Daha önce de Türkiye’de ideolojik çatışmalar vardı. Bu çatışmalar yüzünden fidan gibi gençler gençliğine doymadan gitti. Berlin duvarı yıkılınca hepsi bitti. Şimdi de laik- anti laik,Sünni- Alevi, Türk – Kürt çatışmaları tezgâhlanıyor. Bu tezgâha düşüp kendi vatanına ihanet eden soysuzlar vardır ve o soysuzlara hiçbir şey emanet edilemez.

Günümüz insanının İslam anlayışında çürüme emareleri baş göstermiştir. Dinin ülke aleyhine kullanılması, dinde saygın sektörünün oluşması, Arapçılığın öne çıkarılması, dinin ideolojileştirilmesi, mabedin siyasallaşması, hurafenin dinleşmesi gibi hususlar insanımızın İslam anlayışında çürüme oluşturmaktadır.

İnsanlar bu gün söylediklerini yarın değiştirebilirler, ondan vazgeçebilirler, son söz ve değişmeyen söz Allah’ın ve Peygamberindir.

Türkiye toplumu tam bir din cahili topluma dönüşmüştür. Bu toplumun dini hassasiyeti varama yanlışı çoktur. Bu cehalet nedeniyle bir kısım Müslümanlar, Cumhuriyete düşman hale gelmiştir ve bir kısmı da cahil bağlılığının getirdiği dini(!) sebep ve saiklerle Cumhuriyetin kazandırdığı ve gittikçe kaybolan değerleri umursamamaktadır. Bazıları da vatanın bölünmesi talebine dini(!) gerekçelerle hoşgörüyle bakılabilmektedir.

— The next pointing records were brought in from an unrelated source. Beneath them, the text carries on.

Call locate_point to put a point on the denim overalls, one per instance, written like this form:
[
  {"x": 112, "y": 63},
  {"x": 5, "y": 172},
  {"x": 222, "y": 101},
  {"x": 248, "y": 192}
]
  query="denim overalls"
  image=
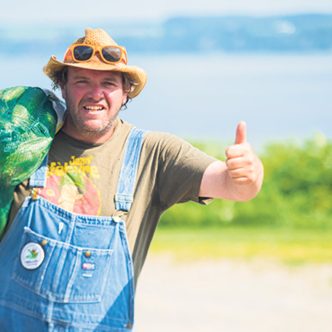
[{"x": 61, "y": 271}]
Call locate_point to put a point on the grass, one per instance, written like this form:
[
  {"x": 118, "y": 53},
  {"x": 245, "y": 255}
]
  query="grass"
[{"x": 297, "y": 246}]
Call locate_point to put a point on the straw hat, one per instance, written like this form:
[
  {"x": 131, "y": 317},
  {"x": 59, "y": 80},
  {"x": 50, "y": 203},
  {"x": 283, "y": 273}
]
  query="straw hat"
[{"x": 97, "y": 38}]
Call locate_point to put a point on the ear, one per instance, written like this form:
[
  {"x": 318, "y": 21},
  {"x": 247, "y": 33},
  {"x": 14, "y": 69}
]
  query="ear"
[{"x": 63, "y": 91}]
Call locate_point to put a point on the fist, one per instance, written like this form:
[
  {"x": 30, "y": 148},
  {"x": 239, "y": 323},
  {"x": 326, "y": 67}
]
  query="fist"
[{"x": 243, "y": 165}]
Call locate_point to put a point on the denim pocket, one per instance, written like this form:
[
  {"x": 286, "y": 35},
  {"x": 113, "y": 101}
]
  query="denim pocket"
[{"x": 67, "y": 273}]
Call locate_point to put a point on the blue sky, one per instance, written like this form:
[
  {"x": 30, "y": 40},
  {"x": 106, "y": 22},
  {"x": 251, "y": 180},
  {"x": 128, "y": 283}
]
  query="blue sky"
[{"x": 38, "y": 11}]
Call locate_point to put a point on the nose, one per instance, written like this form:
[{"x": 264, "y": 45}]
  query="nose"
[{"x": 96, "y": 93}]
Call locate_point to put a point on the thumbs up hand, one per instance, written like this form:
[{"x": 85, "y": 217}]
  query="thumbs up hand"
[{"x": 243, "y": 166}]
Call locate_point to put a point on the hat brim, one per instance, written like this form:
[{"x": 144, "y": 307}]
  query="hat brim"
[{"x": 137, "y": 74}]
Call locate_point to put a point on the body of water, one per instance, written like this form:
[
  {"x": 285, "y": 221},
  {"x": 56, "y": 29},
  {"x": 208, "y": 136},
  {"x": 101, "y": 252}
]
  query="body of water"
[{"x": 204, "y": 96}]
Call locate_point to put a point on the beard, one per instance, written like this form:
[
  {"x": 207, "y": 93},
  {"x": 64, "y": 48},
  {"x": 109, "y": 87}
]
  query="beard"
[{"x": 89, "y": 128}]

Bölücülerin taleplerine ayet ve hadislerle destek çıkan ve o taleplere İslam’da yer bulan din cahilleri türemiştir ve onlar için bir kavmin mensubu olmak önemli değildir ve onlar dini cehaletleri yüzünden aslını inkâr eden haramzadelere dönmüşlerdir. Ne acıdır ki Kurtuluş Savaşında da aynı tipler din adına işgalcileri destekliyorlardı.

Cumhuriyet idarecilerinin en büyük hatası, İslam’ı Cumhuriyete engel görüp insanları İslam’dan uzak tutmaya çalışmaları ve insanları din cahiline dönüştürerek Allah ile kul arasına aracıların girmesine seyirci kalmalarıdır.

Sonunda Türkiye, din duygusu beslenip geliştirilmeyen din cahili insanların arzusuna ramolma noktasına gelmiştir. Türkiye’de yapılması gereken en doğru şey; Müslümanların, İslam’ı en doğru şekilde öğrenmesini sağlamaktır.

Hz. Peygamberin tebliğ ve tatbik ettiği Kuran’daki İslam, Türkiye’de barışın, huzurun, ilmin ve ilerlemenin temeli olacaktır. Yapılması gereken en elzem ve en önemli şey Müslümanları dini cehaletten kurtarmaktır. Bu sağlandığı takdirde 21.yüzyıl Türkiye’nin olacak bütün mükevvenatın özlediği medeniyet Anadolu topraklarında yeniden vücut bulacak, bütün insanlığı ve mükevvenatı sıcaklığıyla sarıp sarmalayacaktır.